We focused on a particular research question: what is the impact of housing programs in Albany geared toward energy efficiency on utilities consumption? In order to build the database that we would use to answer this question, we investigated and cleaned weather and utilities data of Albany, answering the same 8 questions from the week prior. We also tried to incorporate census data, but ran into a lot of challenges; the website was confusing, and it seemed impossible to download all the data we needed at once. Ultimately, we decided to push this data collection off until we can access more resources.

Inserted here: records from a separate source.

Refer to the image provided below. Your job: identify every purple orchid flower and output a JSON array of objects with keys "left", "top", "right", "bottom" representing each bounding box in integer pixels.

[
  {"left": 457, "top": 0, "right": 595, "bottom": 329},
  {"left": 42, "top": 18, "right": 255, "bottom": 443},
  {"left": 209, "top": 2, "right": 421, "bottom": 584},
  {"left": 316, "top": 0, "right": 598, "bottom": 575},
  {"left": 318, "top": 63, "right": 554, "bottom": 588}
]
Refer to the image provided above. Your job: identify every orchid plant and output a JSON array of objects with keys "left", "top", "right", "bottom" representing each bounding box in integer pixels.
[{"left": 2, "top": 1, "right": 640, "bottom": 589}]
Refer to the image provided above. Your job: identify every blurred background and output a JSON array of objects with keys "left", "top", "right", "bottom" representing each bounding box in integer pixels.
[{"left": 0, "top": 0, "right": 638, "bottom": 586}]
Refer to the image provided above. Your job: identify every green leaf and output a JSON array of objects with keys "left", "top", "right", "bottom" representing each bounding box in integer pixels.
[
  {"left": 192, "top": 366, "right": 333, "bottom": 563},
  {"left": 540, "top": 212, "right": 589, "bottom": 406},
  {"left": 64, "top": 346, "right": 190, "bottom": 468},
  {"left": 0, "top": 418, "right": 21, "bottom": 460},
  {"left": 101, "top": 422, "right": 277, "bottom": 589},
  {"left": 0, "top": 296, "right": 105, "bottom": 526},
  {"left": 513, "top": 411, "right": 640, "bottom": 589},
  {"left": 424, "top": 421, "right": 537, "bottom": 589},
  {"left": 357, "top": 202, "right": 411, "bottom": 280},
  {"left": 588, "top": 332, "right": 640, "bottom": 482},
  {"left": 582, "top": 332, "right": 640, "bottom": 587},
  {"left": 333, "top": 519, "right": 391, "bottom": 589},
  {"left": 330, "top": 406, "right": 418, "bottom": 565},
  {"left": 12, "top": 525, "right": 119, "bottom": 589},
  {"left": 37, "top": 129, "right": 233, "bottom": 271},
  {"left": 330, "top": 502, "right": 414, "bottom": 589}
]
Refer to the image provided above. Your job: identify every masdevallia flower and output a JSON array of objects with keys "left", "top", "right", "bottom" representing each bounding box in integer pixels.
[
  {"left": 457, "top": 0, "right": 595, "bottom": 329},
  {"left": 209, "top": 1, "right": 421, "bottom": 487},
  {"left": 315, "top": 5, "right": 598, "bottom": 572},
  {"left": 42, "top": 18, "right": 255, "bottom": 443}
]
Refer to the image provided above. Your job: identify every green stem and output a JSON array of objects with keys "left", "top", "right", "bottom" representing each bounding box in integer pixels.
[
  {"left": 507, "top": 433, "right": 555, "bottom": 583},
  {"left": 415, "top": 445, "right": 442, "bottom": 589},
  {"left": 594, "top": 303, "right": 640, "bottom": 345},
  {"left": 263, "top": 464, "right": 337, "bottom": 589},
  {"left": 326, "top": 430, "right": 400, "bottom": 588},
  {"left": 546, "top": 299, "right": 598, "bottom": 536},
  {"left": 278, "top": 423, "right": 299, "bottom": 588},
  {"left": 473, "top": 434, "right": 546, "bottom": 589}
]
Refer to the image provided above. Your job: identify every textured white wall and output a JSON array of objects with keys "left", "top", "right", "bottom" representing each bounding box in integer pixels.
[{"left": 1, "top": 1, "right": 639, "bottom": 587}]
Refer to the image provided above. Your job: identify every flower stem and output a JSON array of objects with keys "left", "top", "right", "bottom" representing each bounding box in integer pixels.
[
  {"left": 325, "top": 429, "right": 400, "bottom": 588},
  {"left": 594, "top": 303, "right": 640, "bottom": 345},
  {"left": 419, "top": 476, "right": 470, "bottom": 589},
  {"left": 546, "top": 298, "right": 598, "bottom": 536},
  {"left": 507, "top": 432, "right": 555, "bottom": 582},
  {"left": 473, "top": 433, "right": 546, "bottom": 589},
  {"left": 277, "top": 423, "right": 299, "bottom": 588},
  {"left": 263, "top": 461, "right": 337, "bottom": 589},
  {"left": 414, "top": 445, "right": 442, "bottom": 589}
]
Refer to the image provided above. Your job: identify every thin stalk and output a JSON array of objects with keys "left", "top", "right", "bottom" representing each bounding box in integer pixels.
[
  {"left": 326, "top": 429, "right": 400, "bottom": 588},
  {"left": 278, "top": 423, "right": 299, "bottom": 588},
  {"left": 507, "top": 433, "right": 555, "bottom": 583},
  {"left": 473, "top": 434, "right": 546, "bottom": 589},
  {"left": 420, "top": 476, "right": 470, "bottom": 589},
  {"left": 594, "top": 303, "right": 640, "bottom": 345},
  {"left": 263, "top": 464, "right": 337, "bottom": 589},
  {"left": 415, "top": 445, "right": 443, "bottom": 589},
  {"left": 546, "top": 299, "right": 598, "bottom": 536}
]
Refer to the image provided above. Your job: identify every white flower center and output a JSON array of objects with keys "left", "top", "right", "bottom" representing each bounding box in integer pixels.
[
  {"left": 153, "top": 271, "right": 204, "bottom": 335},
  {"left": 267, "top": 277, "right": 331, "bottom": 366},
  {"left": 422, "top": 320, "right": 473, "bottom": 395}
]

Next, we all gathered in front of the whiteboard to brainstorm how we could link the different sheets together in a relational database format. This involved drawing connections between similar fields in the utilities and housing datasheets. We decided that the primary identifier would be the address (which would then be tied to parcel, block group, tract, and XY coordinate). This whiteboard map serves as our plan of action when we create the database.

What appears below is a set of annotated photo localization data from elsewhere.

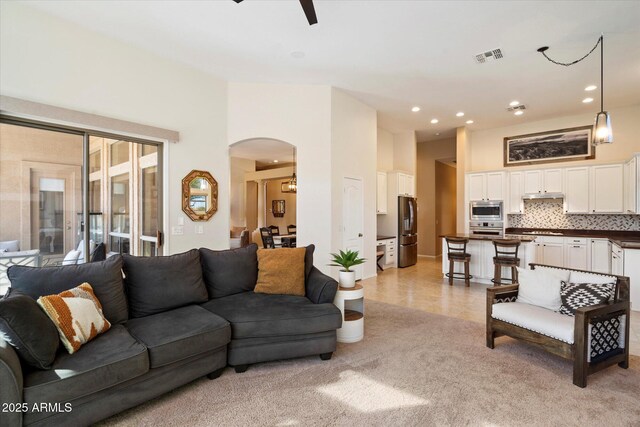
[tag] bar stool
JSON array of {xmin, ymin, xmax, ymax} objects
[
  {"xmin": 492, "ymin": 239, "xmax": 521, "ymax": 285},
  {"xmin": 445, "ymin": 237, "xmax": 472, "ymax": 287}
]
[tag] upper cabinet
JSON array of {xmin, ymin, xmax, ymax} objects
[
  {"xmin": 376, "ymin": 172, "xmax": 388, "ymax": 214},
  {"xmin": 468, "ymin": 172, "xmax": 504, "ymax": 201},
  {"xmin": 507, "ymin": 172, "xmax": 524, "ymax": 214},
  {"xmin": 564, "ymin": 167, "xmax": 590, "ymax": 214},
  {"xmin": 624, "ymin": 156, "xmax": 638, "ymax": 214},
  {"xmin": 523, "ymin": 168, "xmax": 563, "ymax": 194},
  {"xmin": 397, "ymin": 173, "xmax": 415, "ymax": 197},
  {"xmin": 590, "ymin": 164, "xmax": 624, "ymax": 213}
]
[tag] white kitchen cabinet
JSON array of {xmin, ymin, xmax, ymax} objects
[
  {"xmin": 467, "ymin": 172, "xmax": 504, "ymax": 201},
  {"xmin": 590, "ymin": 238, "xmax": 611, "ymax": 274},
  {"xmin": 624, "ymin": 156, "xmax": 638, "ymax": 214},
  {"xmin": 532, "ymin": 236, "xmax": 564, "ymax": 267},
  {"xmin": 565, "ymin": 242, "xmax": 589, "ymax": 271},
  {"xmin": 376, "ymin": 172, "xmax": 388, "ymax": 214},
  {"xmin": 590, "ymin": 164, "xmax": 624, "ymax": 213},
  {"xmin": 564, "ymin": 167, "xmax": 590, "ymax": 213},
  {"xmin": 611, "ymin": 243, "xmax": 624, "ymax": 276},
  {"xmin": 622, "ymin": 248, "xmax": 640, "ymax": 310},
  {"xmin": 523, "ymin": 169, "xmax": 563, "ymax": 195},
  {"xmin": 508, "ymin": 171, "xmax": 524, "ymax": 214},
  {"xmin": 397, "ymin": 173, "xmax": 415, "ymax": 197}
]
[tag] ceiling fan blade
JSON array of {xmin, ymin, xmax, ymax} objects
[{"xmin": 299, "ymin": 0, "xmax": 318, "ymax": 25}]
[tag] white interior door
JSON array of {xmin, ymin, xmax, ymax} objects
[{"xmin": 343, "ymin": 177, "xmax": 364, "ymax": 280}]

Lastly, we got access to ArcGIS, which will allow us to investigate Albany spatially. Hopefully, by next week we’ll have created some enlightening maps to share with you.

Albany Hub

Hello! Our names are Olivia Fiol, Billy Jang, Mirabel Reid, and David Reynolds, and we’re working to bring Smart Housing Analytics to Albany, Georgia. Georgia Tech has partnered with the city of Albany to build a housing data inventory in order to better manage housing investments and address issues of neighborhood blight. Under the direction of Dr. Omar Asensio and in conjunction with Georgia Tech’s Smart Communities Challenge, we will:

  • provide data-driven analysis of housing policies in Albany, Georgia and
  • utilize the ArcGIS Hub tool to visualize housing data and engage with the community.

From this work, local policymakers and community leaders will be given greater access to housing data, allowing them to make better-informed, data-driven decisions.

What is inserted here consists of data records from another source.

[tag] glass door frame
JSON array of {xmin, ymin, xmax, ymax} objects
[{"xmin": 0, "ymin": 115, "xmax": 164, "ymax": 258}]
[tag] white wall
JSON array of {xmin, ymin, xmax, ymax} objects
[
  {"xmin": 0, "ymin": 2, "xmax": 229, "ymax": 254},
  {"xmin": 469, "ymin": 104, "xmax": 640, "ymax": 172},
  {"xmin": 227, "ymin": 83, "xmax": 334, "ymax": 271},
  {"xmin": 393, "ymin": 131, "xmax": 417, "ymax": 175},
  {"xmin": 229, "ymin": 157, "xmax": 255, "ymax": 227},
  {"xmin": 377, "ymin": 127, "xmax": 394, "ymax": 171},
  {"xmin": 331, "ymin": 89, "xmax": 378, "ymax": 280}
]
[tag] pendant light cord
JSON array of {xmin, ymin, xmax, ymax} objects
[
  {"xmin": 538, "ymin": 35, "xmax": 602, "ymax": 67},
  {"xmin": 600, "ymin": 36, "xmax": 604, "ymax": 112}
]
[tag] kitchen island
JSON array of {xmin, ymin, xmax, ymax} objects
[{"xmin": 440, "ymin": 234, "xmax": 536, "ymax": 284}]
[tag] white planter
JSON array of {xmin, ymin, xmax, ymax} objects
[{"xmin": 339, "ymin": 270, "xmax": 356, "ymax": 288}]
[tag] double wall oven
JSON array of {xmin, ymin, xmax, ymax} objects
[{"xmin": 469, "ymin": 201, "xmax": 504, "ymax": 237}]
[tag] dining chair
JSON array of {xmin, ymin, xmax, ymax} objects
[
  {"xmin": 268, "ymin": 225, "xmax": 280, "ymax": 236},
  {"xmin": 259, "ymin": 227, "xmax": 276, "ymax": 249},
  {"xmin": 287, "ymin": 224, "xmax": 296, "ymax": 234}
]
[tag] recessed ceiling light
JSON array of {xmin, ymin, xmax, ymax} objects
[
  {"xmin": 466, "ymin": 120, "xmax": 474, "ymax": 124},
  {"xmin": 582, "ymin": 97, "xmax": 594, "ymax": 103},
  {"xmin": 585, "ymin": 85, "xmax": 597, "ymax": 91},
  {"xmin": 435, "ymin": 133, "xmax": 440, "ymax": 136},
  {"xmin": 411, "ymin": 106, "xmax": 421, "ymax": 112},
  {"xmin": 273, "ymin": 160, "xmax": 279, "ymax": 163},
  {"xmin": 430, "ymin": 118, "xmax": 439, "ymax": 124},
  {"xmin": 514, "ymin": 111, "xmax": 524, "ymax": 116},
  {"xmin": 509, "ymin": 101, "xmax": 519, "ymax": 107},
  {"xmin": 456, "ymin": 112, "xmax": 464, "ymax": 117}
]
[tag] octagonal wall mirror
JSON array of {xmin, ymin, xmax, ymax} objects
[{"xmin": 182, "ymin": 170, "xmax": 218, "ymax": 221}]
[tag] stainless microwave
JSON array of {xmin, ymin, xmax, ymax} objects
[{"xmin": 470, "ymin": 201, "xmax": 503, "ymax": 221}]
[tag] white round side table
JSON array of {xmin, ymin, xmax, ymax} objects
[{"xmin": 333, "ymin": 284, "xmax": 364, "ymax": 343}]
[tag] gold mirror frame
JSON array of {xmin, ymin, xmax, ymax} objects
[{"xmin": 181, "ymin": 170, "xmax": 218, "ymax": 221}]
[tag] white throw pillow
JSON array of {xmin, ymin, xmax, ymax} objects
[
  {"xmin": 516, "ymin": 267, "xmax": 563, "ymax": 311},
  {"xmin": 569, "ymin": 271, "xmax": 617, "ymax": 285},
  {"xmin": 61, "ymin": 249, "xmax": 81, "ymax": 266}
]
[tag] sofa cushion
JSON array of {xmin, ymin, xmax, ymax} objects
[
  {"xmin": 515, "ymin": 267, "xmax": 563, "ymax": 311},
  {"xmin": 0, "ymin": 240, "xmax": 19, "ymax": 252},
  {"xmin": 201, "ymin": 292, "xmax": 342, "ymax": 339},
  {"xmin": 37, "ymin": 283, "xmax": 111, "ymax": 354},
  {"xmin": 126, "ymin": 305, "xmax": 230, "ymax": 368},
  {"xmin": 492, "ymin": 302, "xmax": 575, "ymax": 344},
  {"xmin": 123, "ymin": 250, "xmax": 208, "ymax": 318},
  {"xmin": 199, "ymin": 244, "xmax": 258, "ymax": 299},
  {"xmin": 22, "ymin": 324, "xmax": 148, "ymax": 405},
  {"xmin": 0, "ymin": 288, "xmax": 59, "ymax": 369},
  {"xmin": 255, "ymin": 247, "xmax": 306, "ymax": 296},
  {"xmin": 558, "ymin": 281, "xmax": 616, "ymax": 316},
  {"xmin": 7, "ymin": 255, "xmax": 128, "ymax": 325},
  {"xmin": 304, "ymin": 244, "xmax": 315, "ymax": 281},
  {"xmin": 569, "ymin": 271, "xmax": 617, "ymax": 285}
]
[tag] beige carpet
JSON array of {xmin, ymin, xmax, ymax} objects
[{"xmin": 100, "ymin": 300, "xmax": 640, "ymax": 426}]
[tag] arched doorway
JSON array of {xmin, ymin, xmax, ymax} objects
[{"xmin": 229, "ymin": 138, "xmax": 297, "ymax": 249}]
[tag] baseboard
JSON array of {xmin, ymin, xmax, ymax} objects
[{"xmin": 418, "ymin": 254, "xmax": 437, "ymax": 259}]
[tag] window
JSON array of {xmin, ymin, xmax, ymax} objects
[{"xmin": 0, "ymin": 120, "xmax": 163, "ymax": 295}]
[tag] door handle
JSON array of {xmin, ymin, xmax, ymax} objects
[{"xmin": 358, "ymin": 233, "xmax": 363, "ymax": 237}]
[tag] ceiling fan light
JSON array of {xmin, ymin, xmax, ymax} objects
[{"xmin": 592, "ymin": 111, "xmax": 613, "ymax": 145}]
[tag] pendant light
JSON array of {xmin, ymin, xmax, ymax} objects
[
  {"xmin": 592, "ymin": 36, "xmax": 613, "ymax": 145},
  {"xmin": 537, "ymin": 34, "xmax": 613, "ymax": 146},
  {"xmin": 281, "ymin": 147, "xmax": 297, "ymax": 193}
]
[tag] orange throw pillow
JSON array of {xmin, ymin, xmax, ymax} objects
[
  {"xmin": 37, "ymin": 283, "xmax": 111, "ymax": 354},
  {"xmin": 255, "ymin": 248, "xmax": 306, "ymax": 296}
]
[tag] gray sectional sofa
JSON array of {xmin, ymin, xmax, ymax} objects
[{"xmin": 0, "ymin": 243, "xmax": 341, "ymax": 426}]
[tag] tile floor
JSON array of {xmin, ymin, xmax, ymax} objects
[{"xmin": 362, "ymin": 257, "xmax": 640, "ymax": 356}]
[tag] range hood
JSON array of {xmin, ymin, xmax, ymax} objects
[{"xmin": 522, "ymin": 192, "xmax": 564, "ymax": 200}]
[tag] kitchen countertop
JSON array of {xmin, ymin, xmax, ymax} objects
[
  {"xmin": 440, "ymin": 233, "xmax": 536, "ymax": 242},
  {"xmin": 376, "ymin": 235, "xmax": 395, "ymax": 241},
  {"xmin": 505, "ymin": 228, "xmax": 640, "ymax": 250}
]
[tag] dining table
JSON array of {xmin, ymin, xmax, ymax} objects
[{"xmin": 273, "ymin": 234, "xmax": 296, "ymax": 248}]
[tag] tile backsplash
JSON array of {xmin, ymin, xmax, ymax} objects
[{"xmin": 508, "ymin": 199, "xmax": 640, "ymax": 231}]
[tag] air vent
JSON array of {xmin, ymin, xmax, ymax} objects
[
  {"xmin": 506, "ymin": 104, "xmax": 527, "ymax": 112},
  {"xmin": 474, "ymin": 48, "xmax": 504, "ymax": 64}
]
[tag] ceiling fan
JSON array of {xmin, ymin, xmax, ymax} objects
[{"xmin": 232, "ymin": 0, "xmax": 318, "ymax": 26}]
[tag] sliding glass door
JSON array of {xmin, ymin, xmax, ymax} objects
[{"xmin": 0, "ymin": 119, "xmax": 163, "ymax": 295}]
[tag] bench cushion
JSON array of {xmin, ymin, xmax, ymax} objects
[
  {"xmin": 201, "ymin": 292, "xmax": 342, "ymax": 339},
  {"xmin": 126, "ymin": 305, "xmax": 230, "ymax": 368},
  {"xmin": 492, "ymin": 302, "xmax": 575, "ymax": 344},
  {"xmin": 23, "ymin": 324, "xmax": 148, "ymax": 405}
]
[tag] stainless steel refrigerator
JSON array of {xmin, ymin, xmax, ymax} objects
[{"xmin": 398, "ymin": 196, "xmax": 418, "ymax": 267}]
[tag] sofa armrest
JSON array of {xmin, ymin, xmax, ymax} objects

(source: https://www.digitalcommonwealth.org/search/commonwealth:79407z14m)

Through the partnership with Albany, 20 years worth of housing data has been aggregated. This gives us ample opportunities to perform statistical and computational analysis to evaluate and better understand the performance of Albany’s housing investments. This week, we are performing background research to learn more about housing policies in Albany. We will then run descriptive statistics in Python to get a better understanding of the housing data.

Ultimately, we hope to provide Albany with an interactive tool that allows community members and researchers to better understand the past 20 years of Albany’s housing investments. The functionality and design of the tool will be shaped by community workshops held in Albany.

By the end of the summer, we hope to get to know the city of Albany and make a visible positive impact on the community.